Third, active managers tend to behave “actively”, i.e., to carry out a large volume of transactions. These numerous transactions generate commissions that enrich investment banks at investors’ expense. Passive fund managers, on the other hand, only try to “mimic” the market. They conduct a small number of transactions, charge frugal commissions and trigger few taxable capital gains distributions.

Fourth, high-quality passive funds are predictable: investors know in advance that they’ll earn more or less the market return. And while the market is highly unpredictable in the short term, investors can have a pretty good idea of its expected return in the very long term. In contrast, active funds — especially those with a high Active Share index — offer a much less predictable long-term return: they can substantially outperform the market, but they can also tank.

Fifth, I find that passive funds are better suited to financial planning. Let’s be honest. Not many people invest just for fun. To the contrary: they have a prime objective, and in many cases it’s financial independence. But there are a lot of hurdles along the way to meeting this goal. Life is full of surprises: loss of a job, health problem, birth of twins, etc. All of these unforeseen events have an impact on our ability to save, invest and prepare for the future. In this context, active management adds another layer of uncertainty, as the long-term returns are less predictable than for passive funds.

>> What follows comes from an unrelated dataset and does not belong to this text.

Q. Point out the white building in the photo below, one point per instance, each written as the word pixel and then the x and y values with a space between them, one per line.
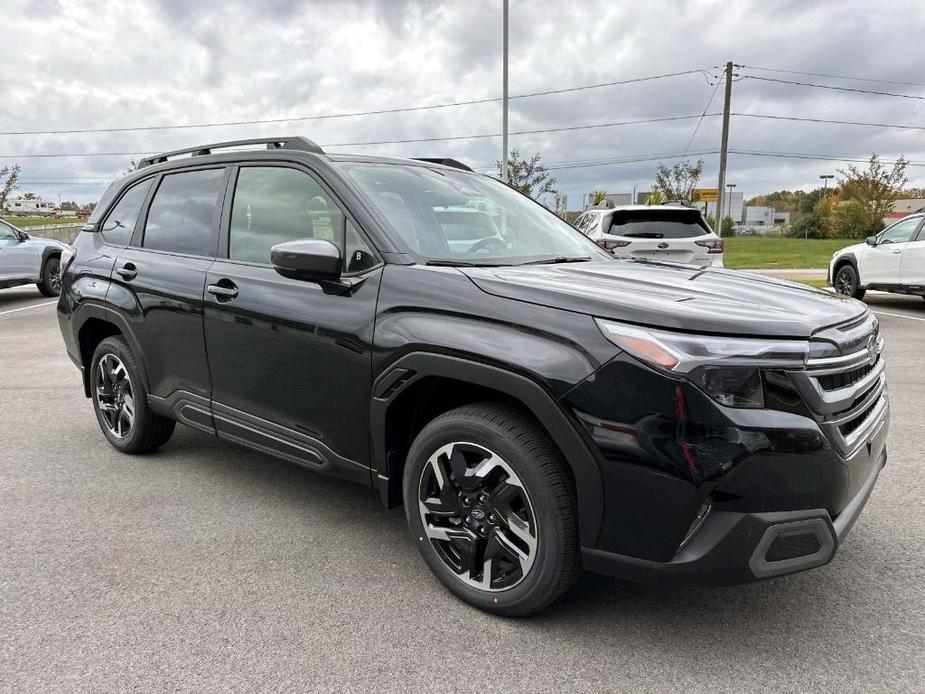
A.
pixel 36 207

Sixth, passive funds protect investors against “manager drift”. In some cases, Canadian equity funds contain a good share of U.S. equities. Or cash. Personally, I hate this trend. If I invest in a Canadian equity fund, it’s because I want Canadian equities. It seems obvious. Would you buy a tube of toothpaste containing 20% sunscreen? By contrast, a good passively managed ETF always does what it’s supposed to do, namely replicate the market index specified in its investment policy.

Finally, with passive funds, there are no excuses for poor returns. If a passive fund doesn’t reproduce its benchmark, you can flush it without hesitation. In the case of an active fund, however, one or more disappointing years can always be explained away by the (true) fact that no strategy can reasonably promise to outperform the market every year.

To wrap up, in my opinion, even with equal fees, there’s no reason to hesitate: the best passive funds are clearly the right choice for investors who want to look ahead and build wealth!